After drying, the barks are either assorted, chiefly according to size, or all are packed without distinction in sacks or bales. In some places, as at Popayan, the bark is even stamped, in order to reduce its bulk as much as possible. The dealers in the export towns enclose the bark in serons[1319] of raw bullock-hide, which, contracting as it dries, tightly compresses the contents (100 lb. or more) of the package. In many places however wooden chests are used for the packing of bark.

Conveyance to the Coast and Commercial Statistics—The ports to which bark is conveyed for shipment to Europe are not very numerous.

Guayaquil on the Pacific coast is the most important for produce of Ecuador. The quantity shipped thence in 1871 was 7,859 quintals.[1320] Pitayo bark is largely exported from Buenaventura in the Bay of Choco further north.

Payta, the most northerly port of Peru, and Callao, the port of Lima, likewise export bark, the latter being the natural outlet for the barks of Central Peru from Huanuco to Cusco.

Islay, and more particularly Arica, receive the valuable barks of Carabaya and of the high valleys of Bolivia. In 1877 the export of Arica was equal to 5100 cwt.

The barks of Peru and Bolivia find an exceptional outlet also by the Amazon and its tributaries, and are shipped to Europe from port of Brazil. Howard[1321] has given an interesting account of one of the first attempts to utilize this eastern route, made by Senr. Pedro Rada in 1868.

There is a large export of the barks of New Granada, principally from Santa Marta, whence the shipments[1322] in 1871 were 3,415,149 lb.; and in 1872, 2,758,991 lb. From the neighbouring port of Savanilla, which represents the city of Barranquilla, the sea-terminus of the navigation of the Magdalena, the export of bark in 1871 was 1,043,835 lb., value £38,715;[1323] it amounted to 2 millions of kilogrammes in 1877. All Columbia is stated, in 1877, to have shipped 3½ millions of kilogrammes of bark; yet a good deal of the excellent barks of the Columbian State of Santander, especially those of the neighbourhood of Bucaramanga, find their way to Maracaibo, taking the name of that place.

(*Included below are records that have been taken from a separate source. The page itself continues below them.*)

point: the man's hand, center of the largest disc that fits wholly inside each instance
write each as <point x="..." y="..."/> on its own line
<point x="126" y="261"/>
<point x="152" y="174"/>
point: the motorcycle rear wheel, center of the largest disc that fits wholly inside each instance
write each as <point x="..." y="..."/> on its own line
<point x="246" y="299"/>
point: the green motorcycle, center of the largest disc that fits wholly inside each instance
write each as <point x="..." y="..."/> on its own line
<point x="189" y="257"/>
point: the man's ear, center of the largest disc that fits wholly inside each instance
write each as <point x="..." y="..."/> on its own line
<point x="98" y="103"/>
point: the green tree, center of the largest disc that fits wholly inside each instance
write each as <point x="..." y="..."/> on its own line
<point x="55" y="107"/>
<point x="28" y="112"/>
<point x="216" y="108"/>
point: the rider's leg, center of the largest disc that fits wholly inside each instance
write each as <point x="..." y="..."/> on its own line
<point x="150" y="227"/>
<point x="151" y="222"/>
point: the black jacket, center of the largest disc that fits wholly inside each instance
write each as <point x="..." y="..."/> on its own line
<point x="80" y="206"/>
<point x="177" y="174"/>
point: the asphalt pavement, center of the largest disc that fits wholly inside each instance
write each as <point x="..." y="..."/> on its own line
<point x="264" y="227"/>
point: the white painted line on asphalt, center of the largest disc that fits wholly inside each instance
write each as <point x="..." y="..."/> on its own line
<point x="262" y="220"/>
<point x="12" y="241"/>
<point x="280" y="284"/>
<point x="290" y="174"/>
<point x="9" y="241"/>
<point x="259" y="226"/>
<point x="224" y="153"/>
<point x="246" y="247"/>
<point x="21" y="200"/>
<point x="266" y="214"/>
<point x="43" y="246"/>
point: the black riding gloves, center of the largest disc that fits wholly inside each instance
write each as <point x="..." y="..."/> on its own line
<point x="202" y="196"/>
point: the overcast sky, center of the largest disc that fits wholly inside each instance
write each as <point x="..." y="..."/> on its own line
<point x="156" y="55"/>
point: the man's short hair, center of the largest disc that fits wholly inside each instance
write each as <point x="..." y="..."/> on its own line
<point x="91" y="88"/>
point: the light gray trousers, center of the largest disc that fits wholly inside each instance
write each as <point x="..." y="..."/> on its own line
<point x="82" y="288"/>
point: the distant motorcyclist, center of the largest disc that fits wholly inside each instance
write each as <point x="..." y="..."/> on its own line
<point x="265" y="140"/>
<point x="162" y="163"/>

Some Cinchona bark is also shipped from Venezuela by way of Puerto Cabello.

The quantity of bark appearing in the Annual Statement of Trade as “Peruvian Bark” imported into the United Kingdom in 1872, was 28,451 cwt., valued £285,620; of which 11,843 cwt. was shipped from New Granada, 4,668 cwt. from Ecuador, and 5,829 cwt. from Peru, the remainder being entered as from the ports of Chili, Brazil, Central America and other countries. The imports into the United Kingdom in 1876 were 26,021 cwt., valued at £272,154.

Cultivation—The reckless system of bark-cutting in the forests of South America, which has resulted in the utter extermination of the tree from many localities, has aroused the attention of the Old World, and has at length prompted serious efforts to cultivate the tree on a large scale in other countries.